Does the name *open* belong to the built-in or the global scope in this example?

Consider this code snippet:

global open
print(open)

which gives the following result:

<built-in function open>

My question is: Does the name open belong to the built-in or the global scope in this example?

I thought that the global declaration will force the name open to be mapped to the global scope (and, thus, will lead us to an error), which is not happening here. Why?

Solution

  • First, the direct answer:

    The name open belongs to the top-level namespace. Which essentially means "look up in globals, fallback to builtins; assign to globals".

    Adding global open just forces it to belong to the top-level namespace, where it already was. (I'm assuming this is top-level code, not inside a function or class.)

    Does that seem to contract what you read? Well, it's a bit more complicated.

    According to the reference docs:

    The global statement is a declaration which holds for the entire current code block. It means that the listed identifiers are to be interpreted as globals.

    But, despite what other parts of the docs seem to imply, "interpreted as globals" doesn't actually mean "searched in the global namespace", but "searched in the top-level namespace", as documented in Resolution of names:

    Names are resolved in the top-level namespace by searching the global namespace, i.e. the namespace of the module containing the code block, and the builtins namespace, the namespace of the module builtins. The global namespace is searched first. If the name is not found there, the builtins namespace is searched.

    And "as globals" means "the same way that names in the global namespace are looked up", aka "in the top-level namespace".

    And, of course, assignment to the top-level namespace always goes to globals, not builtins. (That's why you can shadow the builtin open with the global open in the first place.)

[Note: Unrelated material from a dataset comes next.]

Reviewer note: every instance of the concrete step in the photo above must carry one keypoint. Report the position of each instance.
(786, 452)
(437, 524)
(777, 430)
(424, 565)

    Also, notice that, as explained in the exec and eval docs, even this isn't quite true for code run through exec:

    If the globals dictionary does not contain a value for the key __builtins__, a reference to the dictionary of the built-in module builtins is inserted under that key. That way you can control what builtins are available to the executed code by inserting your own __builtins__ dictionary into globals before passing it to exec().

    And exec is, ultimately, how modules and scripts get executed.

    So, what really happens—at least by default—is that the global namespace is searched; if the name is not found, the global namespace is searched for a __builtins__ value; if that's a module or a mapping, it's searched.

    If you're curious how this works in CPython in particular:

    • At compile time:
      • The compiler builds a symbol table for a function, separating names out into freevars (nonlocals), cellvars (locals that are used as nonlocals by nested functions), locals (any other locals) and globals (which of course technically means "top-level namespace" variables). This is where the global statement comes into play: it forces the name to be added to the global symbol table instead of a different one.
      • Then it compiles the code, and emits LOAD_GLOBAL instructions for the globals. (And it stores the various names in tuple members on the code object, like co_names for globals and co_cellvars for cellvars and so on.)
    • At runtime:
      • When a function object gets created from compiled code, it gets __globals__ attached to it as an attribute.
      • When a function gets called, its __globals__ becomes the f_globals for the frame.
      • The interpreter's eval loop then handles each LOAD_GLOBAL instruction by doing exactly what you'd expect with that f_globals, including the fallback to __builtins__ as described in the exec docs.